Tourmaline is a complex calcium/sodium-aluminum-iron boron silicate, but the sizes of the molecular groups in the crystal structure mean that it’s almost a garbage can of elements that can substitute into the crystals. Potassium, sodium, lithium, magnesium, manganese, chromium, titanium, copper, and vanadium are some of the relatively common substituting elements. The varying proportions of everything give tourmaline one of the widest color ranges of any mineral.
High lithium, low iron, and traces of manganese make for a beautiful red-pink variety called rubellite, from the Latin word rubellus meaning reddish. The 5.3-cm specimen in the top photo is from the Pala Chief Mine, Pala, California, one of the classic world localities for rubellite. It’s doubly terminated, although the terminations are complex and add up to almost flat ends.
Most rubellite is probably a variety of the tourmaline-group species elbaite, whose general formula is Na(Al1.5Li1.5)Al6(Si6O18)(BO3)3(OH)3(OH). Elbaite has little or no iron, and the variety rubellite is probably a little more lithium-rich and is often more gemmy than some common tourmalines.

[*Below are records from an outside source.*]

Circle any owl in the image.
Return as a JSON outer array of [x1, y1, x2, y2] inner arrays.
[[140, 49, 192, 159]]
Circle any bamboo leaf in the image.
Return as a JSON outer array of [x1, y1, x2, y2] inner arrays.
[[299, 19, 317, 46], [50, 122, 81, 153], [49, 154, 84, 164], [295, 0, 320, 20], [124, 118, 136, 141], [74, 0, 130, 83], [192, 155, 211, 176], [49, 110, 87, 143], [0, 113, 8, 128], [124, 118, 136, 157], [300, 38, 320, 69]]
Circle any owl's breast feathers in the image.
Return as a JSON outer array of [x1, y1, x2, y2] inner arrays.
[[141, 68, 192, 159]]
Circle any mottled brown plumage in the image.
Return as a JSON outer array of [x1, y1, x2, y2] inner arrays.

Gemstones have been mined at Pala, north of San Diego, since the 1870s. The minerals occur in pegmatite dikes, late-stage, very coarse-grained bodies that crystallized from magmas of the Peninsular Ranges Batholith complex. Perhaps unexpectedly, the gem-bearing pegmatites often cut gabbroic intrusives rather than granitic bodies; I think pegmatites are more commonly found associated with granites, but certainly not exclusively.
The second photo, above, is probably from Pala (maybe the Stewart Mine) but I can’t be absolutely certain. I found it in the dirt along the road in front of an abandoned rock shop in the Ozarks in 1969.

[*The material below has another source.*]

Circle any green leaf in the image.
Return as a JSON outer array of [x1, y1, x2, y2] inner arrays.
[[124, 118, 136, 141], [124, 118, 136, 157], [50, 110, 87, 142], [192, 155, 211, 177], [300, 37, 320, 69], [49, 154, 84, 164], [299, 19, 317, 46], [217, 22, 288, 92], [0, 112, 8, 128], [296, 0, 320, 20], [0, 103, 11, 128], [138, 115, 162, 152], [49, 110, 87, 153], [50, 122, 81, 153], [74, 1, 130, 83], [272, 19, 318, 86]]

The Peninsular Ranges Batholith gets its name from the Baja California Peninsula in Mexico, but the intrusive bodies are also found well north into coastal California. They are tectonically similar to and more or less time equivalents of the Sierra Nevada Batholith, subduction-generated magmas emplaced over a long period of time, from about 126 to 80 million years ago (Middle Cretaceous time). The Peninsular Ranges rocks have since been separated from the Sierra Nevada by faulting on the San Andreas zone.
The name tourmaline derives from toramalli, a Sinhalese (the Indo-Aryan language spoken in Sri Lanka) word that referred to many kinds of colored stones. Rinmann used it in 1766 (as tourmalin) as a name for the group we call tourmaline today, with the final name tourmaline from Irish geologist and chemist Richard Kirwan (1733-1812) in 1794. Kirwan lived 78 years despite his eccentricities, which included paying his servants to kill flies, which he had an aversion to, and a diet exclusively of ham (always and only cooked on Sunday, then reheated through the week) and milk. He also had a pet eagle.
The tourmaline group includes at least 44 named species, ranging from well-known minerals such as uvite, elbaite, schorl, and dravite, to more obscure examples like chromo-alumino-povondraite.
Cat. No. 118 and 475.
Do you read steve sorrells thread? On tourmaline, the other day, I mentioned the curator at Seaman's institute. I met him there, he said " elbaite can be black." I had read somewhere of that sentiment. Forget color except as a trade name.
But coolio, I never knew where the word "tourmaline " came from. Thx.
Man, you hang out with wierd ppl...ugh, ham....
Maybe Richard Kirwan was onto something with his carnivore diet and killing flies!